Duffy claimed all his expenses were cleared by the Prime Minister’s Office and Senate leadership, but that he was thrown under the bus when news reports began undermining party popularity.

It was a scenario largely reiterated Wednesday by Sen. Pamela Wallin, another apostate Tory.

“’It’s not about what you did,”’ Duffy quoted Harper telling him. “’It’s about the perception of what you did that’s been created in the media. The rules are inexplicable to our base.”’

Harper denied making any such statement Wednesday. Instead, he dished up a bumper-sticker-simple response for the Conservative party base that has the benefit of being true, as far as it goes.

Yes, Harper agreed, he did order Duffy to repay the expense claims. As for the rest of the saga, the prime minister artfully managed to take none of the responsibility but all of the credit.

Did he threaten Duffy with reprisals if he wouldn’t go along with the scheme to repay his expenses?

No, said Harper.

“However, when inappropriate expense claims are made I expect corrective action to be taken,” Harper added, to roars of approval from his MPs.

“If it is not taken, a person who does not take corrective action could not expect to continue to sit as a member of the Conservative party.”

Did he order the Senate to expel, without pay, Duffy and former Conservatives Pamela Wallin and Patrick Brazeau?

That was a Senate decision, said the prime minister, before adding that he wanted to “be unequivocal for the record: I fully support that motion. I do not believe that, under the circumstances, these individuals should be on the public payroll.”

Would he testify under oath?

“I have been crystal clear about this,” Harper responded, before sliding off onto another subject.

Was his lawyer involved in the repayment negotiations?

Harper dissembled.

Why was Duffy called to the Prime Minister’s Office two days before the Feb. 13 meeting where Harper told him to repay his expenses?

“I think the allegation here is that Mr. Duffy and I were in Ottawa on the same day,” quipped Harper, who by now was having fun batting away the opposition questions.

The prime minister even managed to impugn Duffy’s credibility, saying that “when Mr. Duffy went on national television (last March) to say that he had repaid his own expenses by taking out a loan against his assets, that is exactly what he should have done.”

It was only weeks later that CTV revealed Harper’s chief of staff, Nigel Wright, had in fact paid Duffy’s bill.
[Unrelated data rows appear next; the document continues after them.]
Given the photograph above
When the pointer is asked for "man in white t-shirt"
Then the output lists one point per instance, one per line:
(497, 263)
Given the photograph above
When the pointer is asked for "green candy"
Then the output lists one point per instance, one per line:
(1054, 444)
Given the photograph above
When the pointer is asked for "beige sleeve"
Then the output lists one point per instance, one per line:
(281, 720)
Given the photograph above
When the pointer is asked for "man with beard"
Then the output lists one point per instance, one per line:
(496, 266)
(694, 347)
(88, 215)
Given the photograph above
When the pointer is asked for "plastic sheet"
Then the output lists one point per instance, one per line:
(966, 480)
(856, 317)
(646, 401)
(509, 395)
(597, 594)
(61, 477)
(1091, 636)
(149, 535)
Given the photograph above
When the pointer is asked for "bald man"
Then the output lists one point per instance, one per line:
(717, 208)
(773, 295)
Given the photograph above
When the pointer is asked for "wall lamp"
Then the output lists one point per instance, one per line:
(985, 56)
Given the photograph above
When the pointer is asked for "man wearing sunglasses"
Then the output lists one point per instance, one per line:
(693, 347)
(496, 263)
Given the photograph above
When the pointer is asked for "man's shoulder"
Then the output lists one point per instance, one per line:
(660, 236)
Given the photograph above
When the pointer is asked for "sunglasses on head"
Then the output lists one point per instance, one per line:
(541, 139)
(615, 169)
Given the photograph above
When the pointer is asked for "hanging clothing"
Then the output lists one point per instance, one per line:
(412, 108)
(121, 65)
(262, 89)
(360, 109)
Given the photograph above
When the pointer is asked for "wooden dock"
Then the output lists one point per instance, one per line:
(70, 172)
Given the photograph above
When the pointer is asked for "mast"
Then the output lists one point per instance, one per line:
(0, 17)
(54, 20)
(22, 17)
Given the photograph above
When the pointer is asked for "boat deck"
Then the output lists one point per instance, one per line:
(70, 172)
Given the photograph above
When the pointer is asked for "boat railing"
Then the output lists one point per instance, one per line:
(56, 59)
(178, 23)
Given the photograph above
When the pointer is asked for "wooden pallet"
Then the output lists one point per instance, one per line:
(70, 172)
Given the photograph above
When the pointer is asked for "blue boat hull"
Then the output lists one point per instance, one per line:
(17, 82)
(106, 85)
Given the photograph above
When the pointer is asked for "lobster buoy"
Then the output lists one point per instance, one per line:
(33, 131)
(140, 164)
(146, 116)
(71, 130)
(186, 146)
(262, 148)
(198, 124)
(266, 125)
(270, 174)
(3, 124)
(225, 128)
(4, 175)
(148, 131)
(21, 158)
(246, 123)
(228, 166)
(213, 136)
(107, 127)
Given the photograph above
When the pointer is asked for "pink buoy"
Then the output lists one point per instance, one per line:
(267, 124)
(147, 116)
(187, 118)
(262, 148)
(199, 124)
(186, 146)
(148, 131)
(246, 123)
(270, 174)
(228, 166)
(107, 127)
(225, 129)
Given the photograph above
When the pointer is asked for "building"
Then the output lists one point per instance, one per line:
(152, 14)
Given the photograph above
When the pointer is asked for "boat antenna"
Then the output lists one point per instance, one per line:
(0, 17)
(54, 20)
The prime minister has steadfastly maintained he knew nothing of Wright’s $90,000 cheque, and did so again Wednesday.

It won’t satisfy his harshest critics, but Harper has mollified a Conservative caucus that has seemed mortified by the Senate expense scandal. MPs emerged from Wednesday morning’s caucus meeting all singing variations on the same tune, the same message Harper and his MPs will no doubt take to the Conservative party policy convention in less than two weeks in Calgary.

A far more complicated story was being told down the hall from the Commons in the Senate chamber on Wednesday.

Wallin, like Duffy before her, ripped into a Conservative motion to expel her without pay in the absence of police charges or even evidence of wrongdoing.

The issue is no longer expenses but instead “political expediency” and “abuse of power,” said Wallin.

She accused the Conservative Senate leadership of “taking direction from the PMO” in a process that is “designed to appease the party faithful before a Conservative party convention at the end of the month.”